Centre Pompidou New Media 1965-2003 presents the history of video via the historic work of some of the most important contemporary artists: from Nam June Paik to Pierre Huyghe, Samuel Beckett to Stan Douglas and Valie Export to Dan Graham with a look at Bruce Nauman, Chris Marker, Bill Viola and Douglas Gordon, among others. A total of 19 artists and 23 artworks, all from the Centre Georges Pompidou’s New Media collection in Paris.

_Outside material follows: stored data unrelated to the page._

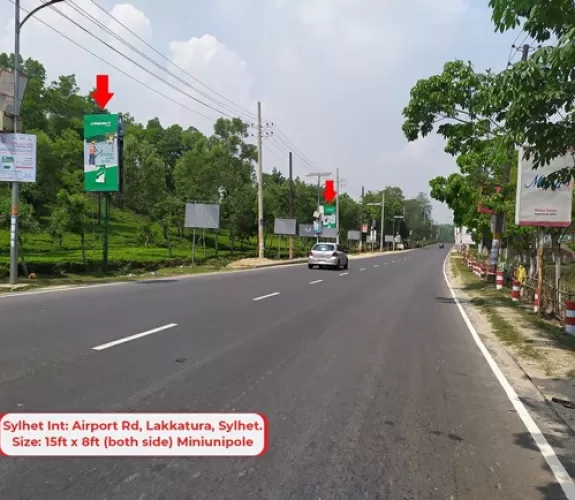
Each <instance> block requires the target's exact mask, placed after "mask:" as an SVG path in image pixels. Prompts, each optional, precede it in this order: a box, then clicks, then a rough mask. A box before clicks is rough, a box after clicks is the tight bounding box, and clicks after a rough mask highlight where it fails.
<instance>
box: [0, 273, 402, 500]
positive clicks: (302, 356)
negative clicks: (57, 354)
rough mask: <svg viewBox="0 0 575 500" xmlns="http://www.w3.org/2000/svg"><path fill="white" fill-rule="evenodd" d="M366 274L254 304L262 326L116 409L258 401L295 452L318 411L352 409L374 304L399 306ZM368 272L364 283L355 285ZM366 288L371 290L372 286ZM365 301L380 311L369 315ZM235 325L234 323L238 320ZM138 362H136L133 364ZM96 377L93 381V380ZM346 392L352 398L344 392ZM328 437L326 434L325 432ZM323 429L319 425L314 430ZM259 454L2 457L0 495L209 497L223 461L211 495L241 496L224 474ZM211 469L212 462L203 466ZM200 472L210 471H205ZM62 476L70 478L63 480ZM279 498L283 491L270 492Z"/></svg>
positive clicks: (278, 439) (256, 491)
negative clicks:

Video as an art medium first appeared at the beginning of the 1960s, used by artists above all to record their performance works. Developed during the following decade as a practical alternative to film, it became, like television, accessible to the masses, and as such especially appealing to artists seeking a wider audience for their work. In the 1980s, it became increasingly common and the term ‘new media’ was coined to enlarge the video practice to visual arts and sound. Some artists, who used it only as a means to document ephemeral artwork, began to explore this new terrain, resorting to the televisual broadcasting component as a means of voicing their criticism of the language of the mass media, or experimenting with its technical possibilities (close circuits, feedback, fast-forward and slow camera, etc.). Another stage in the evolution of new media occurred above all during the 1990s, when some artists broadened their experimentation with installation art through the development of discursive mechanisms and by resorting to narrative cinematic systems. Since 2000, other directions have been followed with research into digital, interactive, theatrical and, above all, documentary aspects.
Curated by Christine Van Assche, from the Centre Pompidou’s New Media department, the exhibition is organised into four conceptual sections –Towards imaginary television; Searching for an identity; The device: from video tape to installation; Post-cinema – that contribute to an explanation of a perception of the history of new media of the last forty years that exceeds the chronological parameters.